We got a healthy discount for Kerrie’s helicopter trip through the motel we stayed at, (managed by a young bloke from Brisbane), and Kerrie was off at 8:15am for the high country. (From Kerrie) I was up early and down to the Glacier Flights office to see if I could get a flight this morning. There was a vacancy at the 9.00am flight. YES! I was going to touch snow. Then he gave me the news “The weather has been unpredictable don’t know if you will be able to land” NOOOOO!!! The weather already has been raining and is now starting to fine up with blue sky. So at 8.45am I was outside the office getting the safety speech with 2 other couples. One lot from USA and the other from Sydney. So far it was looking good but the clouds were coming in fast and it has already rained again since this morning. They drove us out to the helicopter pad, this was also on my “Bucket List” I had always wanted to fly in a helicopter.
In we went, there were 4 seats in the back and one in the front. The 2 Aussies in first then me and the American man next to me, his wife sat in front. The flight was great and very smooth. Over the glacier and high into the mountain the snow is pure white.
Another helicopter is in front and landing, down we go, the pilot is constantly watching the cloud cover which is coming in again.
We land, only a few feet to go to be able to complete a dream of touching snow. The pilot opens the door, out goes the American couple then it’s my turn, I step out and my right leg sinks to my knee I think “That leg will be sopping wet” I hall my leg out and take 2 steps out on firmer ground as I go to turn on my camera it happens… the pilot grabs my arm “Sorry the cloud is coming in fast get back in NOW!”. I look up into the helicopter at the Aussie couple who hadn’t even managed to get out. I bent down and grabbed a handful of snow “I’ve touched it” as we are bundled back in. As the pilot takes off we look back and you can’t see the back of the helicopter as the cloud consumes us. That’s it, that’s my snow adventure.
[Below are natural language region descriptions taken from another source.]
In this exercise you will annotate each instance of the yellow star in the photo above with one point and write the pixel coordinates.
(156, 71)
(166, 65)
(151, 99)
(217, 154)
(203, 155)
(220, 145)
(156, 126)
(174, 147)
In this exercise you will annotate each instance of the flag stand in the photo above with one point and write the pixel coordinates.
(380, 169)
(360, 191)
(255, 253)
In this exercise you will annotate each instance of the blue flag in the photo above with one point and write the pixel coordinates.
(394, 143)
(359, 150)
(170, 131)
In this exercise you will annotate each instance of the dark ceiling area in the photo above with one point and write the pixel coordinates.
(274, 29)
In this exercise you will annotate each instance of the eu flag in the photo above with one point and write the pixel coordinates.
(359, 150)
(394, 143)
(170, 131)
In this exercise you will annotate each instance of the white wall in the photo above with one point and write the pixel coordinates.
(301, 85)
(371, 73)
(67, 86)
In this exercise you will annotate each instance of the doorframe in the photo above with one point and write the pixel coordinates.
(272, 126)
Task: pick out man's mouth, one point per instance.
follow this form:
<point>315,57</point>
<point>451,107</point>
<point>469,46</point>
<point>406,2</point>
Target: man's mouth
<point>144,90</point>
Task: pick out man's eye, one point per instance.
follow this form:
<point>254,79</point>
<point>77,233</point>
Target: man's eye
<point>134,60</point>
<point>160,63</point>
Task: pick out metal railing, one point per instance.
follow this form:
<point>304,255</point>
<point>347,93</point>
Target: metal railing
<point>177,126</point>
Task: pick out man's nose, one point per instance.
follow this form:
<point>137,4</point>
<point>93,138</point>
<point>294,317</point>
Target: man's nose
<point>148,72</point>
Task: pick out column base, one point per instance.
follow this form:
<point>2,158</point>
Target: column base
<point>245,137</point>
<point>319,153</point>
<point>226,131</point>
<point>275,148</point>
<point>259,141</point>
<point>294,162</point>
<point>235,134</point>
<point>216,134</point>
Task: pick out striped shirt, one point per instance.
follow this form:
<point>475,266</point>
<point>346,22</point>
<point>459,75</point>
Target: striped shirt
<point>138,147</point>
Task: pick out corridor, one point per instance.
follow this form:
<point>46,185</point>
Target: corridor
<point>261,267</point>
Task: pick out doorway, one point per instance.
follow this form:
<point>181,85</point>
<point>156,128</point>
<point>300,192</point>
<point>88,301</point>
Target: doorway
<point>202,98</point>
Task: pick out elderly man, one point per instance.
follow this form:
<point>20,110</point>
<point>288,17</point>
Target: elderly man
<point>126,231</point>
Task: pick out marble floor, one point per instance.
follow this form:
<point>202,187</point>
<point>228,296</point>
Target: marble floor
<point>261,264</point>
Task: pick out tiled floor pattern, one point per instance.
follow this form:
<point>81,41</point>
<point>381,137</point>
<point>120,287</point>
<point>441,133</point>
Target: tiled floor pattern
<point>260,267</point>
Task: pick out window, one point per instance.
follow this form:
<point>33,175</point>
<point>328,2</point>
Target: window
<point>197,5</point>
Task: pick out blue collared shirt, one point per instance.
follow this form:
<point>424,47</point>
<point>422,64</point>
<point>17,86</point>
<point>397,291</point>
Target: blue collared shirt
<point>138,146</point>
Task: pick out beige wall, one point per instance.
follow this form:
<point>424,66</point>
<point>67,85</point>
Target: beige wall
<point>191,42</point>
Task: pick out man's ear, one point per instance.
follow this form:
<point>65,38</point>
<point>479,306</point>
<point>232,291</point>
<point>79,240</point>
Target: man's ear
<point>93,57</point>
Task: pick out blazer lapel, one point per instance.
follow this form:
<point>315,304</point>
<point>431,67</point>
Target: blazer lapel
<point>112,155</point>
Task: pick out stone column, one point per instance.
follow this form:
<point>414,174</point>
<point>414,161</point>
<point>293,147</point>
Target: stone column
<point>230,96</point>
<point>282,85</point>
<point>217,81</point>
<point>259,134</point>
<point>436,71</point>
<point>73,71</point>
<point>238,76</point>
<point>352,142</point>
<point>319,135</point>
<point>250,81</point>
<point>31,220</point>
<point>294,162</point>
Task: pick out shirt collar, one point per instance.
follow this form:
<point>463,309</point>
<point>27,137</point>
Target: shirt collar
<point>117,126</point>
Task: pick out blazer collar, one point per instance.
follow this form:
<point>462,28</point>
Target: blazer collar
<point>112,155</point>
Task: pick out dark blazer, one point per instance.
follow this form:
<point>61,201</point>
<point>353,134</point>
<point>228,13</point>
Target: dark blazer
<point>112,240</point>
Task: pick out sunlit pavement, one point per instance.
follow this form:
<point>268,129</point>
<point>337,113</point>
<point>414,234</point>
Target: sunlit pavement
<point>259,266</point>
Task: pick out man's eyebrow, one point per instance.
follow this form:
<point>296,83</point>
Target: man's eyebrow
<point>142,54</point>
It happened so fast. My mind starts to take it all in. No my leg is not wet, neither is my shoe. It was not wet and slushy or dirty as some people had warned me. It was light and pure white and when I pulled my leg out of the hole it was a pretty blue colour in the hole. It wasn’t even that cold up there, it probably would be if we had stayed longer or if the wind was blowing. But I’ve done it, and I can tell you I want to do it again, hopefully for a bit longer.
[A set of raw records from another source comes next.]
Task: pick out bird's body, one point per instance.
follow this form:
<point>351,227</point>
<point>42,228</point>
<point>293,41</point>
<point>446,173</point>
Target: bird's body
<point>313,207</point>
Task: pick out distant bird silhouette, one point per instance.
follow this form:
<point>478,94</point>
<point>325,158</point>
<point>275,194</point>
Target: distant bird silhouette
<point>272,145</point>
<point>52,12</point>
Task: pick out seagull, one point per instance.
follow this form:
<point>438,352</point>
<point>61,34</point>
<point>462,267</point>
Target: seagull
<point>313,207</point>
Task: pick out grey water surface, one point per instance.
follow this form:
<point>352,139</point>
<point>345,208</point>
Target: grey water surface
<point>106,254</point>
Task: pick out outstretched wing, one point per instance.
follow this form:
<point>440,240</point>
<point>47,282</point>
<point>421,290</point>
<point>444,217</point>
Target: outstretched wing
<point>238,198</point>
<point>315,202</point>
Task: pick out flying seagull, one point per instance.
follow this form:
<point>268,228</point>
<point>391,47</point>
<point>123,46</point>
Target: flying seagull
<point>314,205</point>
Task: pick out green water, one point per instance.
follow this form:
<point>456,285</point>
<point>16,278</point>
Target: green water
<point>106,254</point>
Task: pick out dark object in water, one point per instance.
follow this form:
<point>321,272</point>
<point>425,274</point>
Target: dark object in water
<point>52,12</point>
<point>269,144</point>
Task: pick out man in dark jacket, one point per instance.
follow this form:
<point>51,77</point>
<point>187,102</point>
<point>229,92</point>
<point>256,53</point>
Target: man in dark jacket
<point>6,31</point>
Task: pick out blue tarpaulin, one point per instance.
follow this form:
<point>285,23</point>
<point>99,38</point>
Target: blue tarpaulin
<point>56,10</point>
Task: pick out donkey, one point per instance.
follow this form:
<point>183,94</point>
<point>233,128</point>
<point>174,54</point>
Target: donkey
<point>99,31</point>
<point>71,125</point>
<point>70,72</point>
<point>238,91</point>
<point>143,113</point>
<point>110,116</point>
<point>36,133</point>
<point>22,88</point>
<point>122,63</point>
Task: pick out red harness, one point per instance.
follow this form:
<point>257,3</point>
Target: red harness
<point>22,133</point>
We passed two magnificent crystal clear blue lakes, Lake Mapourika and Lake Lanthe before arriving in Hokitika.
For some reason I imagined Hokitika would be a sort of “behind the times”, struggling town being so far west and relatively isolated. It was anything but that. It is a vibrant, clean impeccable tidy and clean town that is bustling and busy. Shops appear very prosperous, well patronised and there seems a generally happy atmosphere that is hard to miss. The Jade Factory which we visited was very busy and the products were innovative and beautiful. We finally got to try a “Whitebait Sammie” after I had explained to Kerrie what Whitebait were and why they are so expensive. We ate lunch (with or whitebait Sammie) beside the Tasman sea on a windswept beach. It was delightful. We liked Hokitika a lot.
Heading on to Greymouth we found a different sort of town, definitely showing its age we thought. I had visited here a few times by sea on the fishing boats when we fished the West Coast and now, apart from the fisheries wharf the port is no longer in use and is decaying.
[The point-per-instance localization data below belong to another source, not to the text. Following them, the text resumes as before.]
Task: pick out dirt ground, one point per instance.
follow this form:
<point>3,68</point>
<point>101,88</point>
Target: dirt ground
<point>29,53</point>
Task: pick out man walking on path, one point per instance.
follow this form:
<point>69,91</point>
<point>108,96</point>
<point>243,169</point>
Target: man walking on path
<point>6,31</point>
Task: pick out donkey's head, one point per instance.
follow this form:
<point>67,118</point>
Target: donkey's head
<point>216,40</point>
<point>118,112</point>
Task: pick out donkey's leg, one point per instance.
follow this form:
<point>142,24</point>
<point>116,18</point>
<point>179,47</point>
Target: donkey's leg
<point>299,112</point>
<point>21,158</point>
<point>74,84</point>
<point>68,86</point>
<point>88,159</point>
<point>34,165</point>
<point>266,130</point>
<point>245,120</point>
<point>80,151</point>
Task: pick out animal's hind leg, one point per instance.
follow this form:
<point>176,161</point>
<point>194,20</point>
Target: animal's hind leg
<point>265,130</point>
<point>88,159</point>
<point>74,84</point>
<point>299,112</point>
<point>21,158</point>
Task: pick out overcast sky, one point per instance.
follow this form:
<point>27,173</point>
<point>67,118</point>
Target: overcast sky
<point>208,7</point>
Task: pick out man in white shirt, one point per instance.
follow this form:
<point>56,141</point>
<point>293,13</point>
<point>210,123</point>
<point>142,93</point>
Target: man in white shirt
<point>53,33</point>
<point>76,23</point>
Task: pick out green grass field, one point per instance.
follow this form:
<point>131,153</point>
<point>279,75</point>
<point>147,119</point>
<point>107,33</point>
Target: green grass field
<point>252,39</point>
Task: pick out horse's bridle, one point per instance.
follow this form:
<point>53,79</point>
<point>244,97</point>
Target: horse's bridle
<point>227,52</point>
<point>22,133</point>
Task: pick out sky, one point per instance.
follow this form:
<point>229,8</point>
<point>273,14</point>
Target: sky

Just out of Greymouth we stopped at the old Brunner Coal Mine site and it was fascinating to see the remains of what was once a profitable mine in the 1900s.
We headed on inland bypassing Westport as we wanted to make Nelson by night fall. This route took us through Reefton and then Murchison, which was decimated by an earthquake back in 1929 causing the loss of 17 lives and many huge landslips. Some of these can still be seen from the road. We also drove through Inangahua Junction where another severe earthquake killed 3 people and caused much damage in 1968.
We left the main highway to pass through St Arnaud which is a small town on Lake Rotoiti which services the Rainbow Ski Fields and on to Golden Downs. From here we were able to get a remarkable view of the Nelson Valley and the lush pastures and hills before heading into Wakefield village where I boarded with Vicki’s grandparents while I worked on the fishing boats out of Nelson.
Wakefield was then a tiny village – not anymore! It is heavily built up as are all the suburbs from here to Nelson.
I found Nelson virtually unrecognisable to what I remember 40 years ago when I lived here and was first married here.
We had intended to stay in Nelson for 2 nights but decided we would rather explore the Marlborough region instead so we headed to a motel we had heard of in the Rai Valley. Arriving at about 10:00pm after a massive day we found this site in the midst of thick forest to be the most agreeable and lovely spot. The fully renovated cabins were spotless and new and we had the most wonderful and peaceful sleep.